University challenges
Judging from the press releases in Diary’s inbox, it’s back-to-university time. News just in: teenagers don’t listen to their parents! According to student accommodation provider Campus Living Villages, students in the UK consult their folks but don’t listen to their advice when it comes to choosing where to live while studying. Or, as Campus cleverly put it, parents are “seen but not heard” by their children.
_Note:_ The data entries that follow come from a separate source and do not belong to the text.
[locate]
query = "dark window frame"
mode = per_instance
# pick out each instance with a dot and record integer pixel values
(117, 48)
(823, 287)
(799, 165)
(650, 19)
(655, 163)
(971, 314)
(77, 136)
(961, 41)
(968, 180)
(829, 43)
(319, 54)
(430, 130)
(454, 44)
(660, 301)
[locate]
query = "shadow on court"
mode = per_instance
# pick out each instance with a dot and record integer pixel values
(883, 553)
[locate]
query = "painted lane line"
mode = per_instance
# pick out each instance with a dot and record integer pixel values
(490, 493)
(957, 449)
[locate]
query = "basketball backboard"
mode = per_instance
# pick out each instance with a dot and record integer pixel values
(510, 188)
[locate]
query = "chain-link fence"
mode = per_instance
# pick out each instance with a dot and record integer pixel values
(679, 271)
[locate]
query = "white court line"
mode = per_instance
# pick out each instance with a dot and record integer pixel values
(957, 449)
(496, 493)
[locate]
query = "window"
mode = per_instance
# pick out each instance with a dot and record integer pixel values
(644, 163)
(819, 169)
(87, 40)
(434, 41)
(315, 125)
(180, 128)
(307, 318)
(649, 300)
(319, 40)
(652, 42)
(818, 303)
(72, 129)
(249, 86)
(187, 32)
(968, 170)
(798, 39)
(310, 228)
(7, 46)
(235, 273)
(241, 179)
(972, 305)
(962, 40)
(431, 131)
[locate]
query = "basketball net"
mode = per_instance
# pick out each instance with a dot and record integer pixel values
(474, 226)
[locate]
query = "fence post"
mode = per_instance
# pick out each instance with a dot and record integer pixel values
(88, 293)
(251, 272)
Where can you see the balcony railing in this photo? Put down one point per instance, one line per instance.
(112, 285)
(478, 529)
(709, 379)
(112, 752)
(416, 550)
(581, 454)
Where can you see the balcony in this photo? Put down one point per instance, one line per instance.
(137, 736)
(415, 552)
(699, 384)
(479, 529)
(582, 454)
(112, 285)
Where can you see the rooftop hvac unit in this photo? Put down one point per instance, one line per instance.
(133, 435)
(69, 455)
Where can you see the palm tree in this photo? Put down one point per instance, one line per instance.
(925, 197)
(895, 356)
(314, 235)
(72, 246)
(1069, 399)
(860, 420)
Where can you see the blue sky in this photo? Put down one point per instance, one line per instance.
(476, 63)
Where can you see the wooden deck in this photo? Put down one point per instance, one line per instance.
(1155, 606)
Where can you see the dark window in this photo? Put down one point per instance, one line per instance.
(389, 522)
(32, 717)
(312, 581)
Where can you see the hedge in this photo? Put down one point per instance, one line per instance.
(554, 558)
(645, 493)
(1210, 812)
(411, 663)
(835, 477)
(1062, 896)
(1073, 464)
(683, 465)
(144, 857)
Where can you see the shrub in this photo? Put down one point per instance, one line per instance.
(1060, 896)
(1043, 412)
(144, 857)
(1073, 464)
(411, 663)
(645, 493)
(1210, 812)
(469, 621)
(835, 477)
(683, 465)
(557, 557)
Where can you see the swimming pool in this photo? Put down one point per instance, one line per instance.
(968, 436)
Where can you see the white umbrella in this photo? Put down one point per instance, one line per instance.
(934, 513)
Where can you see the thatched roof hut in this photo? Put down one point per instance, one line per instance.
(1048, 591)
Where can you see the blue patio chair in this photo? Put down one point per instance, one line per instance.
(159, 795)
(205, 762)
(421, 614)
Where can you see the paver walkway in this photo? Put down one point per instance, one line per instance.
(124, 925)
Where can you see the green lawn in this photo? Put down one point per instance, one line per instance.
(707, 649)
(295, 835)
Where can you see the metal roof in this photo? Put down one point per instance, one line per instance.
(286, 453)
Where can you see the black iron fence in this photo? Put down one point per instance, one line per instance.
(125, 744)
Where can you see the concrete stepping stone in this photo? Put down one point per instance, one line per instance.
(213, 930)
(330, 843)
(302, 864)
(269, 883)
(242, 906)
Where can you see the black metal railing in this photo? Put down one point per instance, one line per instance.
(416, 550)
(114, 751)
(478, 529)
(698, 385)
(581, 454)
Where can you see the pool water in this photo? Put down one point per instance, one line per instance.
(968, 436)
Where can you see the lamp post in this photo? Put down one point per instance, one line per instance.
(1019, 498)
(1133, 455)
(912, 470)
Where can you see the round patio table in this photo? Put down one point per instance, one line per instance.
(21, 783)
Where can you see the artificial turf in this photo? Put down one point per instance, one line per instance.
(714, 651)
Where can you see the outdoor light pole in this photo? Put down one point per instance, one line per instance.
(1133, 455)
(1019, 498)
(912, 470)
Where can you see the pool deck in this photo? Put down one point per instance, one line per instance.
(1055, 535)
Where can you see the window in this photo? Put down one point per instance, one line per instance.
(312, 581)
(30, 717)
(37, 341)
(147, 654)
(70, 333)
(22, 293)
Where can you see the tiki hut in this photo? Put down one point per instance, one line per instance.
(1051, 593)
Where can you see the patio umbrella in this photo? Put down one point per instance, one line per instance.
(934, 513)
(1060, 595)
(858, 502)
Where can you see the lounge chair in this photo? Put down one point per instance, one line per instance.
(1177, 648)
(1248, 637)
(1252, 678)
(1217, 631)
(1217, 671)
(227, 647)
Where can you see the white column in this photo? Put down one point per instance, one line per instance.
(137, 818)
Once the tricky issue of uni housing is sorted, thoughts turn to stocking those cupboards and, helpfully, Waitrose has unveiled a “starter kit for the fledgling cook about to fly the nest”. Rather than beer and Pot Noodle, the list (much mocked on Twitter) comprises: Marigold Swiss vegetable bouillon powder (£2), Aspall organic cyder vinegar (£1.70), organic Italian seasoning (£1.89), Belazu Rose Harissa paste (£4.35) and Clearspring organic Tamari soya sauce (£3.15). Sounds ideal for the £11,500-a-week Knightsbridge student digs JLL was marketing last week…
Words create headlines
Diary is a huge fan of Damn You Autocorrect, which collects the best predictive text bloopers out there on the interwebs. From such low comedy, however, it is a short step to high art – as demonstrated by Canary Wharf’s #UnpredictiveText campaign. It features a series of randomly selected words, extracted from the 30-year archive of articles and interviews by journalists “who have captured the Canary Wharf story”. It says: “These words have been entered into a generative algorithm that randomly combines noun, verb and noun to create hundreds of unexpected three-word statements. Randomised, these phrases are the perfect analogy for living at the heart of Canary Wharf.” Examples include “art creates connection”, “heart is life”, “depth inspires connection” and “love creates stories”. Diary is looking into crafting a future page solely from randomly selected words from its archive. Some readers may welcome it as an improvement.